Lorraine O’Grady (b.1934) combines complex notions related to humanist studies on gender, the politics of diaspora and identity, and reflections on aesthetics by using a variety of mediums that include performance, photo installations, moving media, and photomontage. A native of Boston, MA, her work involves her heritage as a New Englander, and daughter of parents from Caribbean and Irish backgrounds. After he graduating from Wellesley College in 1954 studying economics and literature, she served as an intelligence analyst for the United States government, a literary commercial translator, and rock music critic. Turning to visual arts in the late 1970s, OʼGrady became an active voice within the alternative New York art world of the time. In addition to addressing feminist concerns, her work tackled cultural perspectives, which were underrepresented during the feminist movements of the early 1970s.
In the 1980s, O’Grady created two of her most notable bodies of works, Mlle Bourgeoise Noire (1980–83), a guerilla performance taking place in the heart of New York’s downtown art scene, and Art Is . . . (1983), a joyful performance in Harlem's African-American Day Parade in September 1983. In Mlle Bourgeoise Noire, O’Grady takes on an extravagant persona under the Futurist dictum that art has the power to change the world and was in part created as a critique of the racial apartheid still prevailing in the mainstream art world. Wearing a costume made of 180 pairs of white gloves from Manhattan thrift shops and carrying a white cat-o-nine-tails made of sail rope from a seaport store and studded with white chrysanthemums, Mlle Bourgeoise Noire (Miss Black Middle-Class) was an equal-opportunity critic. She gave both timid black artists and thoughtless white institutions a “piece of her mind.” Under this persona, O’Grady visited the bourgeoning Just Above Midtown black avant-garde gallery, then the recently opened New Museum of Contemporary Art.

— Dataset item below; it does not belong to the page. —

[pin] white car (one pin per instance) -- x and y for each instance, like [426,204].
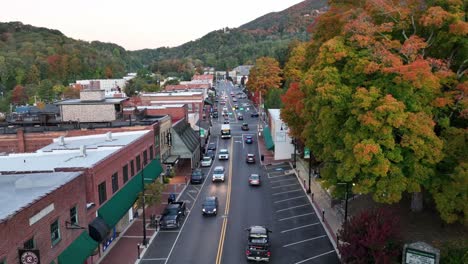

Art Is . . . embodies O’Grady’s desire to fully connect with the audience, The performance was undertaken in a spirit of elation which carried over through the day; unlike previous works which had critiqued the art world from within, this piece was to be about life and art. O’Grady The 9 x 15 ft. antique-styled gold frame mounted on the gold-skirted parade float moved slowly up Adam Clayton Powell Boulevard, framing everything it passed as art. Today, the work is a compelling reminder of the politic and power of art making, and the joy in experiencing art itself.
Concerned with the lack of African-American representation in the Feminist movement of the 1970s, O’Grady critiqued the effort’s inability to “make itself meaningful to working-class white women and to non-white women of all classes.” O’Grady has maintained an ongoing commitment to articulating “hybrid” subjective positions that span a range of races, classes and social identities. In addition to her work as a visual artist, she has also made innovative contributions to cultural criticism with her writings, including the now canonical article, “Olympia's Maid: Reclaiming Black Female Subjectivity”.
Lorraine O’Grady’s work has been exhibited in the Art Institute of Chicago; the Whitney Biennial (New York); Prospect.2 New Orleans; the Museum of Modern Art (New York); Manifesta 8 (Murcia, Spain); Goodman Gallery (Johannesburg). Her work was featured in the landmark exhibition, WACK! Art and the Feminist Revolution, organized by Connie Butler for the Museum of Contemporary Art, Los Angeles. Her work is represented in the collections of the Art Institute of Chicago, the Los Angeles County Museum, the Brooklyn Museum, and numerous private collections. She was a resident artist at Artpace San Antonio, TX. O’Grady has received numerous awards, including Matters grant and United States Artists Rockefeller Fellow.